I remember with such pleasure my early days in Paris when I walked the streets with empty belly, stopping every few yards to gaze at the paintings, sketches, books, objets d’art displayed in the shop windows. There were always fresh surprises in store, such as coming upon a gouache by Max Jacob, who was a saint as well as a poet. The Germans, in their zeal to exterminate, overlooked the fact that he was a saint. They knew only that he had Jewish blood in his veins and they gassed him. Yes, at first glimpse of the painter, Max was an event. Perhaps he wrote music too. I used to wonder, turning a corner, if I would meet him one day, arm-in-arm with Eric Satie or the ghost of Apollinaire. So many French writers, I discovered, were also painters, musicians, actors, ambassadors, mathematicians. Whatever they did on the side was of interest to friends and public alike. They were artists, and when one is an artist, all mediums open up.
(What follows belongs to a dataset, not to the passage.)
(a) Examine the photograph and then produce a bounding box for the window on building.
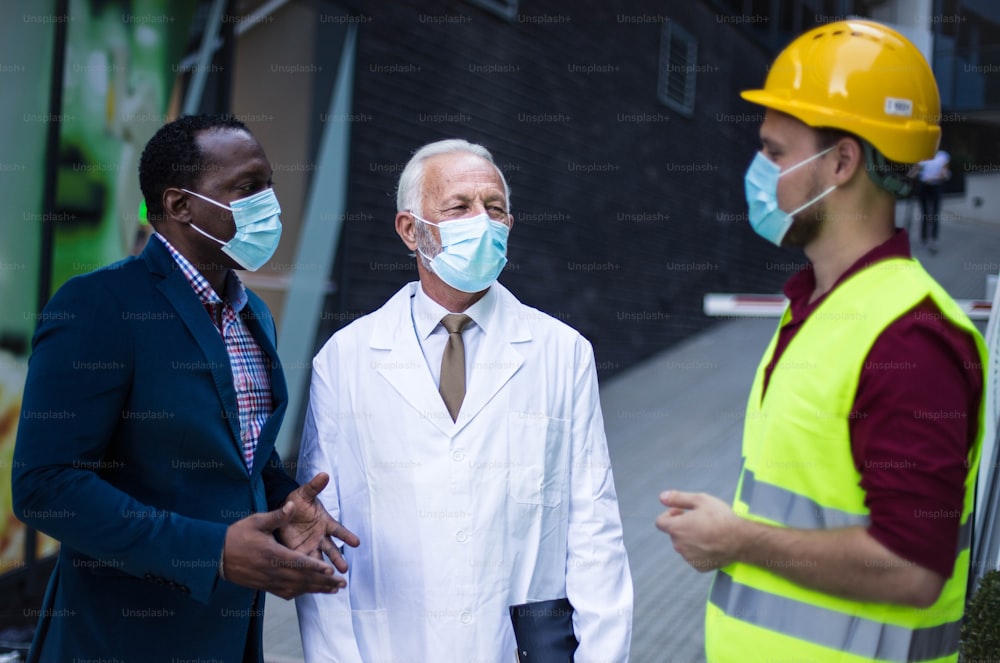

No one medium is sufficient to express the wealth of feeling which burdens the soul of an artist. One is only to think of those protean figures of the Renaissance to realize how shrivelled and diminished we of today are. It was no surprise to me to find one day in an issue of the UNESCO courier reproductions of the graphic works of such writers as Goethe, Victor Hugo, Strindberg, Herman Hesse. Every artist worth his salt has his “violon d’Ingres” [Ingres’s Violin]. It’s the norm, not the exception. Even here in America, where merely to write is difficult, men like Dos Passos, Sherwood Anderson, E.E. Cummings have expressed themselves in paint. The poet Kenneth Patchen is another. How many people in this country know or have seen the original and most intriguing covers he painted for special editions of his poems?